1.When we are dealing with large datasets ,it is likely that there is noise in data(some of the feature values will be mislabeled) and prediction models that are consistent with noisy data make incorrect prediction.
2.In the vast majority of machine learning projects ,the training set represents only a small sample of the possible set of instances in the domain. As result machine learning is an ill-poised problem ,that is , a problem for which a unique solution cannot be determined using only the information that available.
Consistent model- A model is consistent with the dataset if there are no instances for which it makes an incorrect prediction, you are essentially describing a perfect model fit for that dataset. This means the model has achieved 100% accuracy on the dataset.
However, just because a model is perfect on one dataset doesn’t mean it will be perfect on new data. Sometimes, a model can memorize the exact data it’s trained on instead of learning the real patterns. To be sure the model is truly "smart" and not just memorizing, we need to check how well it performs on a different set of data it hasn’t seen before.
Labeled Dataset – includes values for the target features.
To learn a prediction model for the scenario by searching for a model that is consistent with the dataset .The first thing we need to do is to figure out how many different possible models actually exist for the scenario.
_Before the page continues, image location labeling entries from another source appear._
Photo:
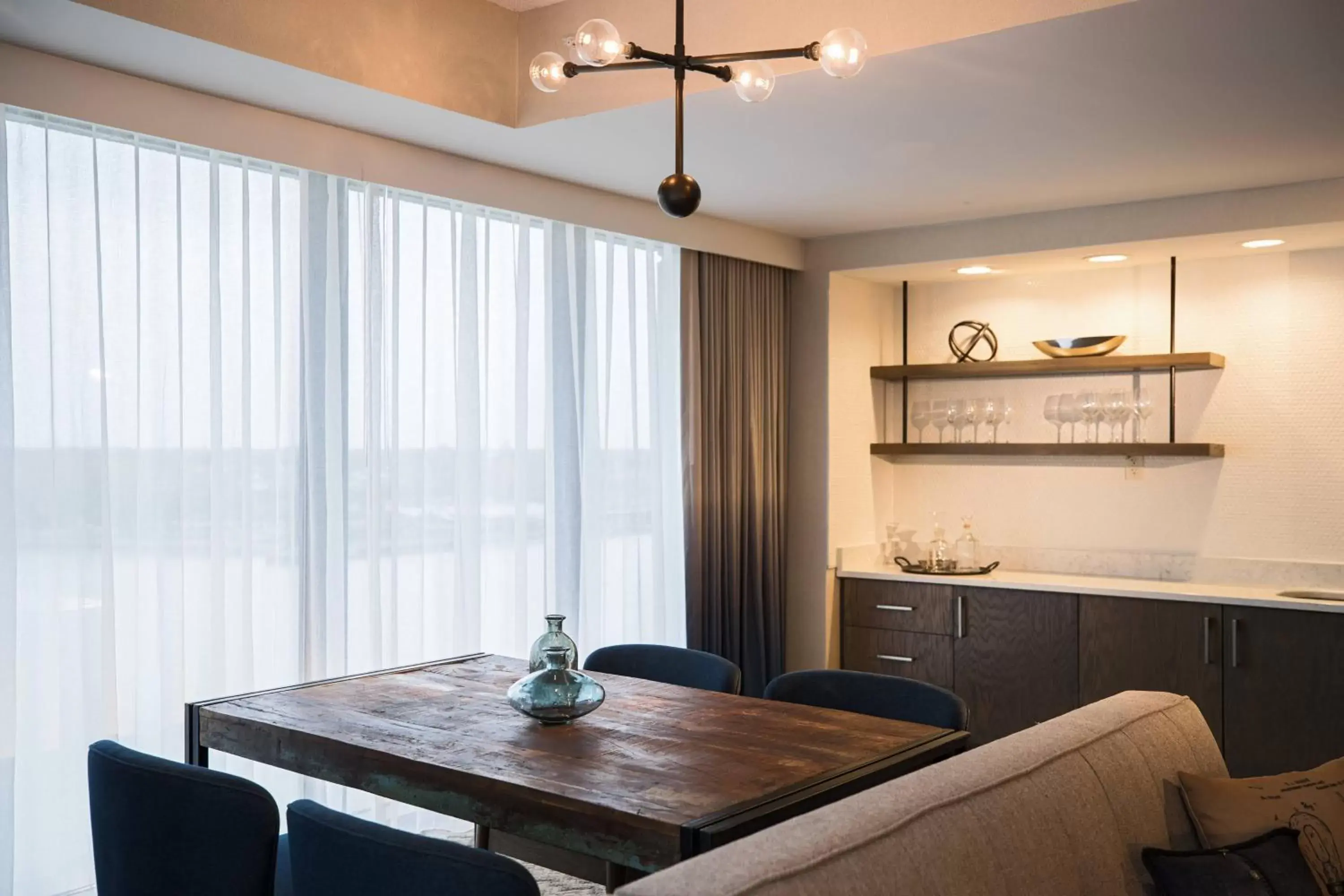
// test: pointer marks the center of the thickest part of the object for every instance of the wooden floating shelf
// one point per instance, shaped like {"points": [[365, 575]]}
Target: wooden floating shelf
{"points": [[1054, 367], [1050, 449]]}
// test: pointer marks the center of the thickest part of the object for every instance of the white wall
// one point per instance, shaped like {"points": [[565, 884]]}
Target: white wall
{"points": [[1285, 206], [1279, 406]]}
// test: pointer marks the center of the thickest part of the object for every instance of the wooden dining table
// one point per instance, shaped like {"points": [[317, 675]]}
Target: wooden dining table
{"points": [[655, 775]]}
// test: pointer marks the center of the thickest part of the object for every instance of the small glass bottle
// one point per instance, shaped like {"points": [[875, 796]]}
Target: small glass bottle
{"points": [[892, 546], [554, 637], [940, 552], [968, 547]]}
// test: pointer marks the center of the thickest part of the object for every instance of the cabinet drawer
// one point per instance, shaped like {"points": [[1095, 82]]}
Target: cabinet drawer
{"points": [[909, 655], [898, 605]]}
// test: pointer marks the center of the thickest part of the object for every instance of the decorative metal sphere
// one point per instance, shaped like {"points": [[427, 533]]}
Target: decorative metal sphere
{"points": [[679, 195], [964, 346]]}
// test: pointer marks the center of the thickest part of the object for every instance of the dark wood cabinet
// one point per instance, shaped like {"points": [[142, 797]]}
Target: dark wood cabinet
{"points": [[1283, 689], [1133, 644], [1015, 659], [910, 655], [1269, 681], [906, 606]]}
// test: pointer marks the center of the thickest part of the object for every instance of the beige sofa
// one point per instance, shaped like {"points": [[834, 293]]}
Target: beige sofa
{"points": [[1058, 810]]}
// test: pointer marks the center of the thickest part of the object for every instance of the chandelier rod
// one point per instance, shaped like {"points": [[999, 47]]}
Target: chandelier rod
{"points": [[679, 52]]}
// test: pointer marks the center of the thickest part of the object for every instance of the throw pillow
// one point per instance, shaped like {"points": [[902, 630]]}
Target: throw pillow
{"points": [[1232, 810], [1268, 866]]}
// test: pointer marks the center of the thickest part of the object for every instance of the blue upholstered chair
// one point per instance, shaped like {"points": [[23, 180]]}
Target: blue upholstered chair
{"points": [[670, 665], [338, 855], [166, 829], [871, 695]]}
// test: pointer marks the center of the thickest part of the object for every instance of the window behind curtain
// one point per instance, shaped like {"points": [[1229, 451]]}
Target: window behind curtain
{"points": [[263, 425]]}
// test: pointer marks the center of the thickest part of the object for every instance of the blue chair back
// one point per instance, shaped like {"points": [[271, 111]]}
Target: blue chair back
{"points": [[871, 695], [338, 855], [670, 665], [166, 829]]}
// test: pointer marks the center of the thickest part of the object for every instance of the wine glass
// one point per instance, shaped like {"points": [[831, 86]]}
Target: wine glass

•overfitting in machine learning. When multiple models fit the training data perfectly, it might seem advantageous because they all make accurate predictions for the known instances. However, the real challenge arises when these models are applied to unseen data (instances not in the training set). Different models that fit the training data equally well might make conflicting predictions on new data, indicating that they have learned the noise or irrelevant details of the training set instead of general patterns.
•What It Means
•An overfitted model has learned not only the real patterns in the data but also the random quirks or noise. It memorizes the training data instead of generalizing the underlying trends, making it less effective on new examples.
•Simple Example
•Imagine you’re studying for a test by memorizing every question and answer from past exams. On those exact exams, you’d do great, but if the questions change slightly or new ones are added, you'd struggle. Overfitting is like this—your model "memorizes" instead of "understanding.“
•Signs of Overfitting
1.Low Training Error: The model performs very well on the training data, often with extremely high accuracy.
2.High Testing Error: The model fails to generalize, leading to poor performance on new or unseen data.
3.Too Complex Model: The model has too many parameters or complexity relative to the size and complexity of the data (like a deep neural network for a small, simple dataset).
Techniques like cross-validation, regularization, and using a validation set help in selecting a model that generalizes well to new data.
•All the different model selection criteria consists of a set of assumptions about the characteristics of model the we would like the algorithm to induce .The set of assumptions that defines the model selection criteria of machine learning algorithm is known as the inductive bias of the machine learning algorithm.
•Inductive bias-It refers to the set of assumptions a machine learning model makes to predict outcomes for unseen data. Since there are often many possible explanations for the training data, a model needs some form of bias to generalize beyond it—to make educated guesses about new data it hasn't encountered before.
•Think of it like this: if you see a few dogs, and they all have tails, you might assume all dogs have tails. That assumption is your inductive bias—it helps you make predictions about dogs you've never seen before.
•Inductive learning- learning a general rule from a finite set of examples.